Just keep in mind that pent up demand can return an economy to baseline, but can not return an economy to trend without organic growth. One does not order seven dinners the first time they venture out. One does not take two vacations to makeup for last year. One does not join two gyms, send their kid to two colleges, or get five haircuts. Especially across service based industries, pent up demand will be a visible one time burst, only for those who can afford it. Savings are piled up we are told. Somehow, nobody mentions that there are unpaid rents and mortgages. Those are piled up too. This week, I expect that the banks will have done well trading. If not, then obviously, the wrong folks are trading. I would also expect to see significant improvement in net interest margin.
This is where it gets tricky. How healthy is demand for credit? How healthy are existing loans? Can "pent up" reserves finally be released and booked as profit? This is the season. Jingle jingle. Now you and I just have to figure out how much of the S&P 500's 10% year to date run is pricing in. Unless it is that you see the index up 40% for the year in late December. My guess? Congress will keep our marketplace volatile as they play salugi with fiscal policy. A whole lot of positivity, in fact you might say "perfection" is priced in. Issues with the supply chain forcing margin compression? Not priced in. Corporate tax hikes? Not priced in. The algos can't wait for those on either side of the aisle to start slinging some mud. You and I both know this gets ugly.
1) Nvidia's (NVDA) GPU Technology Conference runs all week. As CEO Jensen Huang provides the keynote address, I would expect that beyond a simple review of Nvidia's product portfolio, there will be some kind of regulatory update given on the pending $40 billion acquisition of Arm Holdings from Softbank (SFTBF) .
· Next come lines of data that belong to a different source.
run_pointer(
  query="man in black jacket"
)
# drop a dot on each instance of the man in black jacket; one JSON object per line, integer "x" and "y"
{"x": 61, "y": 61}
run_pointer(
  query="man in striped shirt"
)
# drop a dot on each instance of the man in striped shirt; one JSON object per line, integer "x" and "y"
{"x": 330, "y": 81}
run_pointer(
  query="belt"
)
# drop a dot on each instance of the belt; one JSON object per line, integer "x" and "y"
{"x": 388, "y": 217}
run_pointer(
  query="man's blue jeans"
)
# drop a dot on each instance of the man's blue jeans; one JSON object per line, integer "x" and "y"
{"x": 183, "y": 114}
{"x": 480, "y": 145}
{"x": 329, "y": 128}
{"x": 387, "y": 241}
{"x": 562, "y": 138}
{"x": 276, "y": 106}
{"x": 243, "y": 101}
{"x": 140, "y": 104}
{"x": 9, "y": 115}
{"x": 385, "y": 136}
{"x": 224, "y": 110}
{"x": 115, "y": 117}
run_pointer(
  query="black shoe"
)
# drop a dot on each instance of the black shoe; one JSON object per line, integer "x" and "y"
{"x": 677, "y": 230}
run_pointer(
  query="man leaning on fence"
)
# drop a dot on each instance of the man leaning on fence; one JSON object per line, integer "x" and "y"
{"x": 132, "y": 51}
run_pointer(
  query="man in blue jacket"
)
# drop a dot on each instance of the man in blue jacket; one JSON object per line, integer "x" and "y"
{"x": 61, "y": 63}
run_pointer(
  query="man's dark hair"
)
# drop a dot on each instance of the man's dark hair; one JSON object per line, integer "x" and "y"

2) Microsoft (MSFT) is reportedly in advanced talks to acquire Nuance Communications (NUAN) . Nuance is a firm that uses artificial intelligence to offer speech recognition and natural interfaces through a variety of fields. Nuance went out at $45.58 on Friday. The shares were trading above $55 early on in pre-opening trade on Monday. I did not see MSFT trading lower yet with several hours to go until the opening bell.
3) CEO Cathie Woods of ARK Invest (ARKK) did tweet out a lengthy response to Tesla (TSLA) CEO Elon Musk on Sunday. Musk had asked her, "What do you think of the unusually high ratio of the S&P 500 market cap to GDP?" on Twitter's public social media forum and she responded in the same way. I am not going to copy and paste the entire response here, but her answer is interesting and I would recommend finding it and reading it for yourself.
Economics (All Times Eastern)
13:00 - Ten Year Note Auction: $38B.
14:00 - Federal Budget Statement (Mar): Last $-311B.
The Fed (All Times Eastern)
13:00 - Speaker: Boston Fed Pres. Eric Rosengren.